Ferengii, 55k miles is truly astounding! Thank you for sharing some of your personal experience. Do you mind sharing some other pertinent information? Specific bike info would be great. You mentioned the plural "belts," so I assume you're using either a Pinion or Roholoff gearing? How heavy is your team? Unloaded riding, I assume? Anything else you care to share?

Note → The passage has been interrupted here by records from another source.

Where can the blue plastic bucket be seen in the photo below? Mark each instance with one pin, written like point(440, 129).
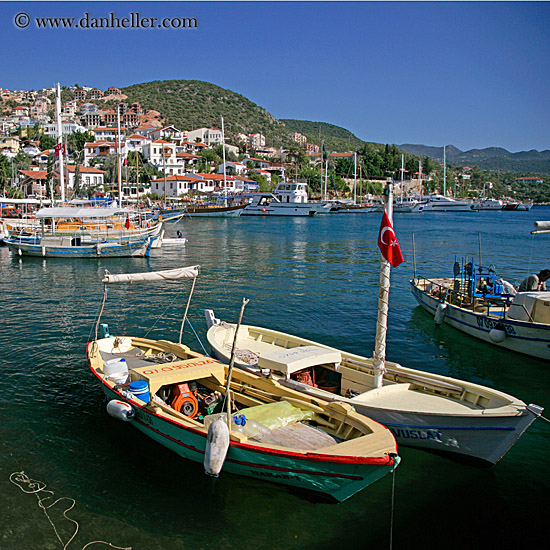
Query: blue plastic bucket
point(140, 389)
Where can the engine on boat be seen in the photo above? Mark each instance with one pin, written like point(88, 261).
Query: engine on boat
point(191, 399)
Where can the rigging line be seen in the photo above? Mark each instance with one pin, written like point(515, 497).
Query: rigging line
point(163, 312)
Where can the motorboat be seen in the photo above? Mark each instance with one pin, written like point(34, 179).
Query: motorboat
point(267, 204)
point(479, 303)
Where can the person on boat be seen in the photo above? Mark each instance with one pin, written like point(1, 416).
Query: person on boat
point(536, 282)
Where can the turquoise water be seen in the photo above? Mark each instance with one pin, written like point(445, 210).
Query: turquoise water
point(317, 278)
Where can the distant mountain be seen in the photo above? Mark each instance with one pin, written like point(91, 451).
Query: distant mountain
point(491, 158)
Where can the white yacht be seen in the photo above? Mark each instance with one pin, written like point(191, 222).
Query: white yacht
point(267, 204)
point(296, 192)
point(488, 204)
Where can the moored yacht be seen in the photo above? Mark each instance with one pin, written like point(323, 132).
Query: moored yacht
point(440, 203)
point(296, 192)
point(267, 204)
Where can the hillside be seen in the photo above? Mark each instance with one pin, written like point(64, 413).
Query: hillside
point(491, 158)
point(192, 104)
point(336, 138)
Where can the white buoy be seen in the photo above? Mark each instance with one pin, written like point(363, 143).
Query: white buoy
point(497, 335)
point(440, 313)
point(217, 444)
point(120, 410)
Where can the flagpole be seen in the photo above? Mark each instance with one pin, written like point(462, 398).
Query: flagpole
point(379, 356)
point(60, 143)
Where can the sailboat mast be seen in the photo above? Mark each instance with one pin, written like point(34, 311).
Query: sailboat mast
point(379, 357)
point(355, 177)
point(223, 154)
point(402, 177)
point(60, 143)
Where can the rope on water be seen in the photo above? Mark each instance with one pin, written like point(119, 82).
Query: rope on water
point(30, 486)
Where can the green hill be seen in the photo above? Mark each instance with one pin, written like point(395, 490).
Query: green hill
point(490, 158)
point(336, 138)
point(189, 104)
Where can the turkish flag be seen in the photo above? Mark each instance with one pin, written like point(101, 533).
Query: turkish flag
point(387, 241)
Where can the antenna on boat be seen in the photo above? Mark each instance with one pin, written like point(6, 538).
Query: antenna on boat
point(231, 363)
point(414, 257)
point(479, 245)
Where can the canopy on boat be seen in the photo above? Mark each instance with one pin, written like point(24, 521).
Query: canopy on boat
point(75, 212)
point(169, 274)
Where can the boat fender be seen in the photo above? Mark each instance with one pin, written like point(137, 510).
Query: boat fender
point(217, 444)
point(120, 410)
point(497, 335)
point(440, 313)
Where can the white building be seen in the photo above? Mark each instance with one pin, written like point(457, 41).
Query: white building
point(208, 136)
point(256, 141)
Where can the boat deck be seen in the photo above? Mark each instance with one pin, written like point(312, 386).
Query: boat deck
point(409, 399)
point(300, 436)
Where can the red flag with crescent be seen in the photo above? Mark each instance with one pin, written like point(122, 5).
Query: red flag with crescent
point(387, 241)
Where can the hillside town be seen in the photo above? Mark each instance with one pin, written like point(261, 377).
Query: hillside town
point(110, 147)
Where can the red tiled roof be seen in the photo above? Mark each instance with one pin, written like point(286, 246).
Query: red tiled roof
point(84, 169)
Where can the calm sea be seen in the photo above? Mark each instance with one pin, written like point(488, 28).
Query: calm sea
point(317, 278)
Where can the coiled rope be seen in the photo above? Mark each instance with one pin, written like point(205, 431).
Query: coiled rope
point(38, 488)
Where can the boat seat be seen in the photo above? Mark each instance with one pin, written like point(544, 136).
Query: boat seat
point(292, 360)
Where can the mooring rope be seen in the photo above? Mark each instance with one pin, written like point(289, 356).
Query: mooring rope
point(392, 507)
point(30, 486)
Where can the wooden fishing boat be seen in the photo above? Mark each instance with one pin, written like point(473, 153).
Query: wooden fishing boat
point(322, 447)
point(476, 302)
point(203, 211)
point(422, 409)
point(71, 232)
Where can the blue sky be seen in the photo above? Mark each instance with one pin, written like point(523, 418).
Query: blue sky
point(471, 74)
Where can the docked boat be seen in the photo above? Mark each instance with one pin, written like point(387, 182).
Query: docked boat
point(263, 430)
point(196, 210)
point(479, 303)
point(70, 232)
point(422, 409)
point(488, 204)
point(296, 192)
point(541, 227)
point(267, 204)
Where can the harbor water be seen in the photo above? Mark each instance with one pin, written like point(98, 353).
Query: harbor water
point(314, 277)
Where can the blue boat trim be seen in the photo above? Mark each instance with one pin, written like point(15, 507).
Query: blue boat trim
point(480, 428)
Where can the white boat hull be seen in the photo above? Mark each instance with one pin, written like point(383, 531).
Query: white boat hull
point(452, 423)
point(523, 337)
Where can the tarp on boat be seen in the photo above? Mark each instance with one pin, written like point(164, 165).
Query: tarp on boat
point(169, 274)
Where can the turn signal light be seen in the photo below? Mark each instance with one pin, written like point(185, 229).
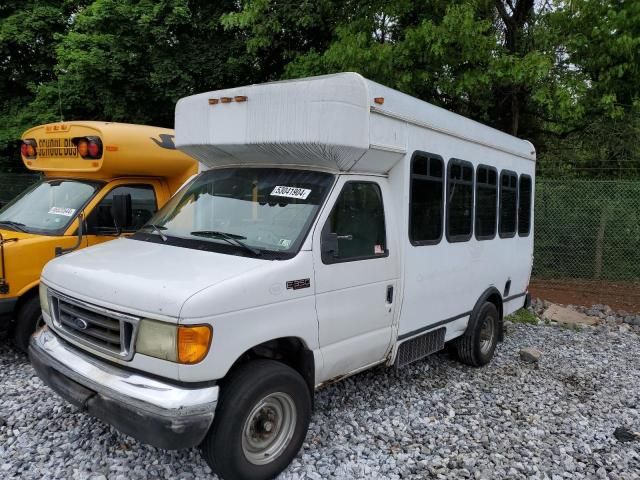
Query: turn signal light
point(193, 343)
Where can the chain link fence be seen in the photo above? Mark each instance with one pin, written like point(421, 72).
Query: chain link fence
point(587, 242)
point(11, 184)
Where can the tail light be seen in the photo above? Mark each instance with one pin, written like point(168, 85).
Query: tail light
point(88, 147)
point(28, 149)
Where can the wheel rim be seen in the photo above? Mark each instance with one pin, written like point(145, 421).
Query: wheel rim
point(269, 428)
point(487, 332)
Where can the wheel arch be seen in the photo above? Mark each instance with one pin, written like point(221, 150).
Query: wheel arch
point(491, 295)
point(292, 351)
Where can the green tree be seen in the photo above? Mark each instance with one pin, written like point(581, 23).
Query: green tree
point(28, 32)
point(125, 60)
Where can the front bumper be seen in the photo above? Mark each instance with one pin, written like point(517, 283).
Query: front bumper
point(154, 412)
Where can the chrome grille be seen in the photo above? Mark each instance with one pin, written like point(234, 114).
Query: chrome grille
point(104, 330)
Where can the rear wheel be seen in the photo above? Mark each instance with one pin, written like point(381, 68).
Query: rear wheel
point(260, 423)
point(477, 345)
point(28, 319)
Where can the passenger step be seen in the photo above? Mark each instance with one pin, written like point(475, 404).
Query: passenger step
point(420, 347)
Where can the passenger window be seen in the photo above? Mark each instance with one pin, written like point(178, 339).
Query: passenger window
point(486, 202)
point(143, 206)
point(355, 230)
point(524, 205)
point(426, 207)
point(508, 203)
point(459, 200)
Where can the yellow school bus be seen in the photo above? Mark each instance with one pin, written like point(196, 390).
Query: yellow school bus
point(100, 180)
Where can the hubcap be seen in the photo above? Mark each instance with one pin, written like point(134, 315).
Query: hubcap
point(269, 428)
point(487, 331)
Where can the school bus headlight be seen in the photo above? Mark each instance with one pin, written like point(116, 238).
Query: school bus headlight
point(186, 344)
point(28, 148)
point(44, 299)
point(157, 339)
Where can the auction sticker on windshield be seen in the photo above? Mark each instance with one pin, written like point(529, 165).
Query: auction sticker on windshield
point(291, 192)
point(67, 212)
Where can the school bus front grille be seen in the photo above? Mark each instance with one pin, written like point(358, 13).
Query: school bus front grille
point(88, 325)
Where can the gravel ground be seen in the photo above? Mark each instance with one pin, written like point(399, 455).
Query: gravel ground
point(434, 419)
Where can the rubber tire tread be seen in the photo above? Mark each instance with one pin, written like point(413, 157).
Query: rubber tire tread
point(25, 324)
point(222, 446)
point(468, 346)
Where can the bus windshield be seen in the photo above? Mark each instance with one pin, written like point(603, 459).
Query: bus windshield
point(48, 207)
point(247, 211)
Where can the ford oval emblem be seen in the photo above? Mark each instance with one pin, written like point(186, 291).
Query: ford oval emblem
point(80, 324)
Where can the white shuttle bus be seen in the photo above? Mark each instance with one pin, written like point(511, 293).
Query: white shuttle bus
point(338, 225)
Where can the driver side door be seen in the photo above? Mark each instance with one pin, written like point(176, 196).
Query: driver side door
point(356, 272)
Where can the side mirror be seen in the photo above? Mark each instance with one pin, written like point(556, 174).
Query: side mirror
point(329, 245)
point(121, 211)
point(81, 227)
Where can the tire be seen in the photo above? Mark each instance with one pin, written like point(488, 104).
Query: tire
point(244, 435)
point(27, 320)
point(477, 345)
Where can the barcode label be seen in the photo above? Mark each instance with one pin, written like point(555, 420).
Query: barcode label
point(291, 192)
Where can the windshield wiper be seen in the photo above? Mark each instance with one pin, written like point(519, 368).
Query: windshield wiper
point(229, 238)
point(157, 229)
point(17, 225)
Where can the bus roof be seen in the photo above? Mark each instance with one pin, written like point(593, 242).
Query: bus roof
point(339, 122)
point(124, 150)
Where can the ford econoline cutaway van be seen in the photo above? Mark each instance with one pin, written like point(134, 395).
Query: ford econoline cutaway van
point(338, 225)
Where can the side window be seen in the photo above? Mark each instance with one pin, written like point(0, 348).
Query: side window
point(143, 206)
point(508, 203)
point(426, 207)
point(459, 200)
point(486, 202)
point(524, 205)
point(355, 230)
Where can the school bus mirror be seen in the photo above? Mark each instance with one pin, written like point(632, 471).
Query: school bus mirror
point(330, 245)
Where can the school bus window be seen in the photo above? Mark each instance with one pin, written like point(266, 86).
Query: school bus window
point(143, 206)
point(524, 205)
point(459, 200)
point(486, 202)
point(426, 209)
point(508, 203)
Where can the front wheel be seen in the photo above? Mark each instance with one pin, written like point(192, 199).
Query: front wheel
point(28, 319)
point(477, 345)
point(260, 423)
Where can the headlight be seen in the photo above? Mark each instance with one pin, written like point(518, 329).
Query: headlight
point(186, 344)
point(44, 299)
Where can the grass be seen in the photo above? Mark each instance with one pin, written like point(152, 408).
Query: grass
point(523, 316)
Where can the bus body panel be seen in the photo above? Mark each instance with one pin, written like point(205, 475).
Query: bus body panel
point(344, 315)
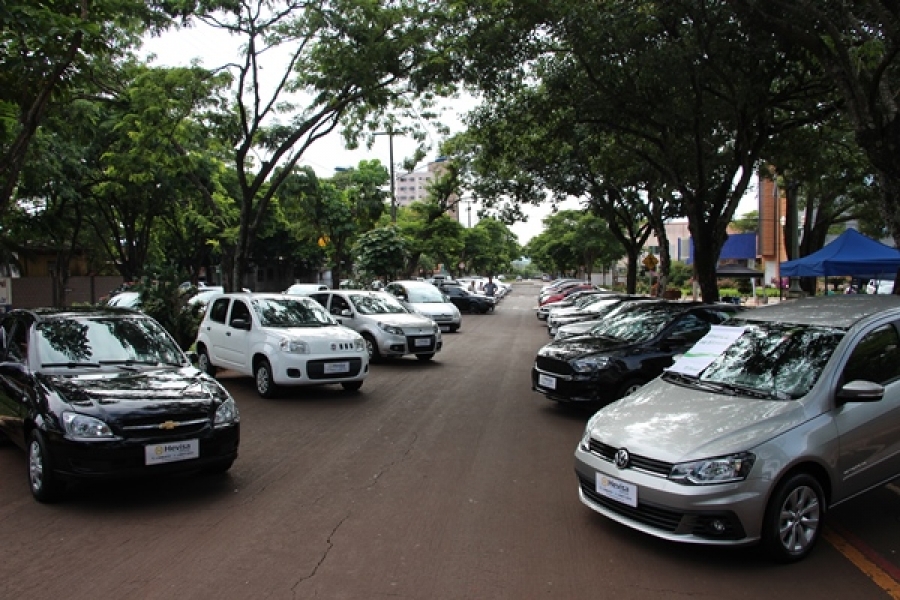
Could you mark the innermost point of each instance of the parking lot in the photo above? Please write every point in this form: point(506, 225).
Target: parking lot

After reading about some of these failures and other experiences I've encountered elsewhere (Ryan van Duzer belt failure, ending his CO Trail trip), I'm not 100% convinced belts are the solution. Sure, I totally get the lube-free advantages. But with today's immersion & drip wax options, the typical "black grimy chains & components" can really be a thing of the past. (On one of our previous trips, one rider's drive train was immaculate. Yup, immersion waxing. He never had to do a thing to his chain during our 2-week trip.) So this is a "solution" looking for a problem. But with additional downsides. I really do not like the un-repairability of a belt. With a timing or main chain, spare links are a simple fix. And I've experienced all of ONE tandem chain failure in 30 years of road and off-road tandeming (after having blown up six rear hubs, I'm not exactly "gentle" on our tandems either). Stick or rock tossed up into our timing chain which broke it. Quick fix and we were back riding in no time. And since virtually all "belt drive" tandems are only timing belts, you're using a chain main drive, so you are carrying a chain tool & quick links anyway. With a belt, you're carrying an entire replacement in addition to the chain stuff anyway. Doesn't make that much sense. However, if I were specing a new tandem today, I'd be VERY tempted to opt for two belts and Pinion or Rohloff because of the cool factor.
And then when I hear someone boast 55k miles, I take notice! That's some MAJOR mileage out of belts!